When you hire a broker, you will be asked to sign a listing agreement. Here's what it covers along with what may or may not be negotiable.

Duration 

Since an agent doesn’t get paid or recoup expenses (on advertising, for instance) unless and until your apartment sells, most will insist on six months to feel confident the job will get done. In rare cases, if your apartment is obviously “special” enough to sell quickly, or for a very high price, this time period may be negotiable.

Commission

Antitrust laws dictate that there can be no “standard” or “required” commission—in other words, commissions are legally negotiable. That being said, agents are not required to accept less than what they ask for, which, in Manhattan has traditionally been 6% (split two ways if another broker brings in a buyer). In today's sellers' market, many agents may agree to reduce their commission to 5% (or even 4% if the eventual buyer is not represented by a broker). Anything less is very rare in Manhattan except in higher price ranges (multi-million dollar properties).

Keep in mind that getting your agent to agree to a 5% commission is not necessarily a good thing, because it reduces the amount the buyer’s broker will receive in a “co-broked” transaction from 3% to 2.5%.  (That may not sound like a lot expressed as a percent, but on a $1 million sale, it’s $5,000.) If an agent is taking a buyer to see 10 properties that are offering a 3% co-broke, that agent might not even bother to show the one that only offers a 2.5% co-broke.

Exclusivity

You will be asked to sign an “Exclusive Right to Sell” agreement. That means the agent will get paid the commission agreed to no matter who finds the buyer. So even if you find a buyer yourself, you still owe that commission, unless you have negotiated some limited exceptions.

"Co-Exclusive” agreements--where you will hire two brokers to work together--most often occur in the ultra-luxury market, and can happen when the seller believes that for an eight-figure property, the broker may be more likely to find the buyer from their “network” rather than just through marketing.  Thus, having two broker “networks” might be better. 
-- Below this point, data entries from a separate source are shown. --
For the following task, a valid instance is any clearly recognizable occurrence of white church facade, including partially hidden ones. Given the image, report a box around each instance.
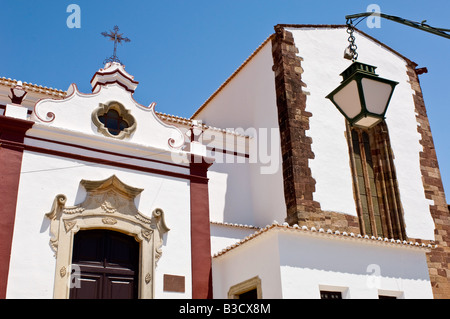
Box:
[0,25,450,299]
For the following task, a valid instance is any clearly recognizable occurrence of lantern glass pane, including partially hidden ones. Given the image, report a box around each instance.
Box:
[333,80,361,119]
[354,116,381,127]
[361,78,392,115]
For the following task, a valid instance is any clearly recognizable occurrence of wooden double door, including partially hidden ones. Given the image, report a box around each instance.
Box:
[70,229,139,299]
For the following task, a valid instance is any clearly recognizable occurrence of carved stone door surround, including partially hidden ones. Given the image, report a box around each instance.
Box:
[46,175,169,299]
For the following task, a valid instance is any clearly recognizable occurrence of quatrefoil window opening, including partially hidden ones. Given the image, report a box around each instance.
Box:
[98,109,130,135]
[92,102,136,139]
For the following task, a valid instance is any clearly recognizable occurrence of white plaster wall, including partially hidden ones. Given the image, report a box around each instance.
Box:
[288,28,434,239]
[195,41,286,226]
[7,151,191,299]
[32,84,184,150]
[279,233,433,299]
[210,224,257,255]
[212,232,282,299]
[213,230,433,299]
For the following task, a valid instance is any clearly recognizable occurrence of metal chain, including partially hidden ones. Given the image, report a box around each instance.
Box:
[347,20,358,62]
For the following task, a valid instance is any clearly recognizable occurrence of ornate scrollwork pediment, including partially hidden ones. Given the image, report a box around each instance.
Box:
[45,175,169,297]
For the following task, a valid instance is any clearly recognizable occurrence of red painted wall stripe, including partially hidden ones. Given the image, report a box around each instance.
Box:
[0,116,34,299]
[190,156,213,299]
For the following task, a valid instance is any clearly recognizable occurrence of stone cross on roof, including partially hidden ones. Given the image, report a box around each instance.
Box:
[101,26,131,64]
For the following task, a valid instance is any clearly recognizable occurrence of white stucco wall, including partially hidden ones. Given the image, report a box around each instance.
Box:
[287,28,434,239]
[7,136,192,299]
[195,41,286,226]
[213,229,433,299]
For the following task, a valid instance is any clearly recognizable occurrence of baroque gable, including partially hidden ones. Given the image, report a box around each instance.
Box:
[31,62,184,151]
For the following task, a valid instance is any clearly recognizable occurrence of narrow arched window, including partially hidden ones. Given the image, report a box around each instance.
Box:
[347,122,406,239]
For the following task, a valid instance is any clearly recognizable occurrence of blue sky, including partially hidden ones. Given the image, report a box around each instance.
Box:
[0,0,450,201]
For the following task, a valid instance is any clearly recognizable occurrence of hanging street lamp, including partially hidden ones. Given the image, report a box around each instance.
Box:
[327,61,398,128]
[326,21,398,128]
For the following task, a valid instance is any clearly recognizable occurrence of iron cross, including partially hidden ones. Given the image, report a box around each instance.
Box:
[101,26,131,64]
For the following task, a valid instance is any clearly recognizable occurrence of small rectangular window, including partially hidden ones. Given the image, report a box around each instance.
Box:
[320,290,342,299]
[378,295,397,299]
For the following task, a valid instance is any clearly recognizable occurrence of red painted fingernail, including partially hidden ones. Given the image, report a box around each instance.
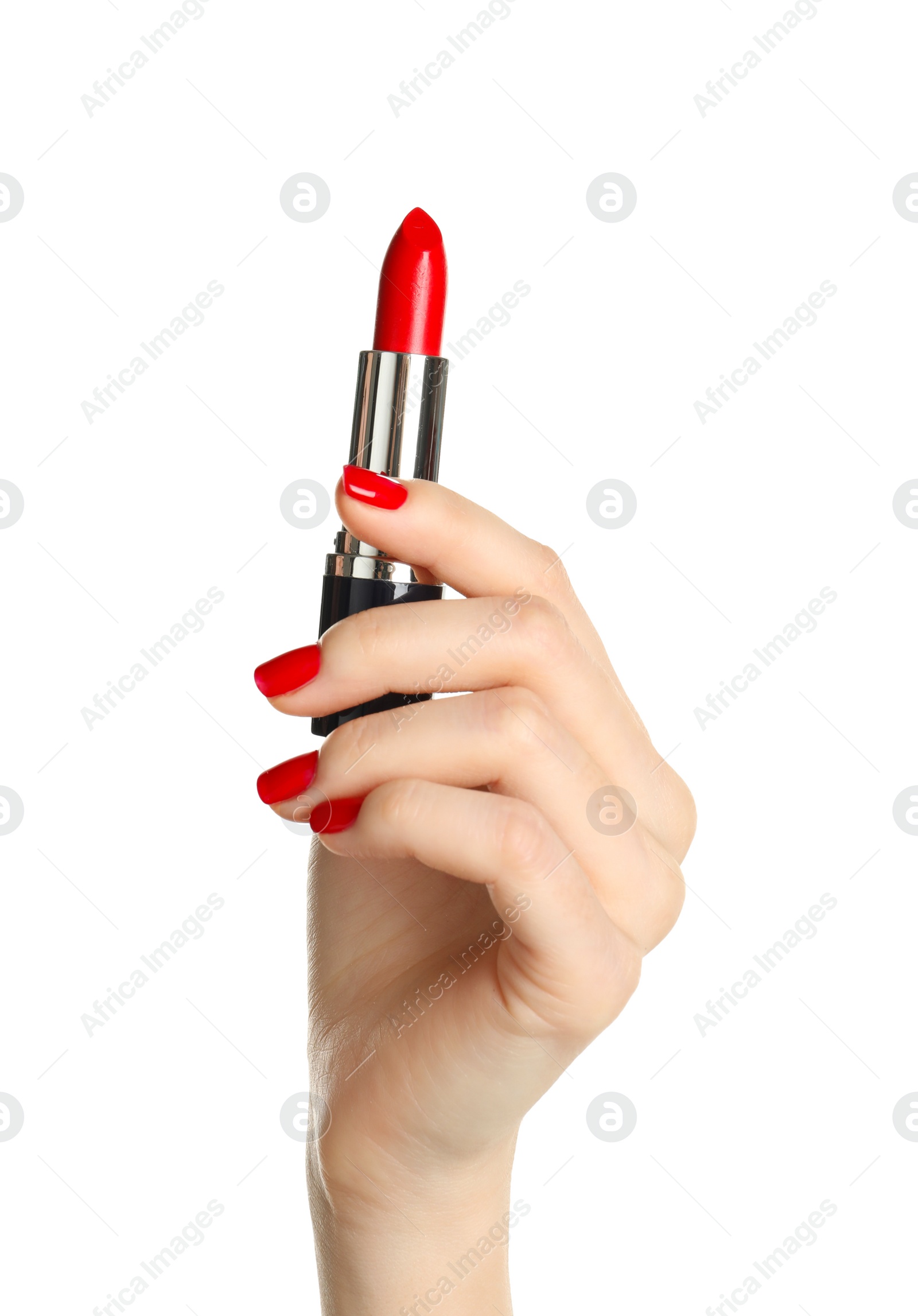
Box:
[255,750,318,804]
[309,795,365,833]
[345,466,408,512]
[255,645,321,697]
“Open listings” surface once in awhile. An open listing is made available to all brokers on the same basis. These are not a very viable option for the average seller, but sponsors (building owners) sometimes use them.  Sponsors have deep relationships in the brokerage community and may be able to call 10 brokerages, be taken seriously, and say “if anyone in your office finds a buyer for my property on ABC Street, I’ll pay them a 3% commission, but it’s not going to be anyone’s exclusive.”  Realistically, a normal seller cannot do this.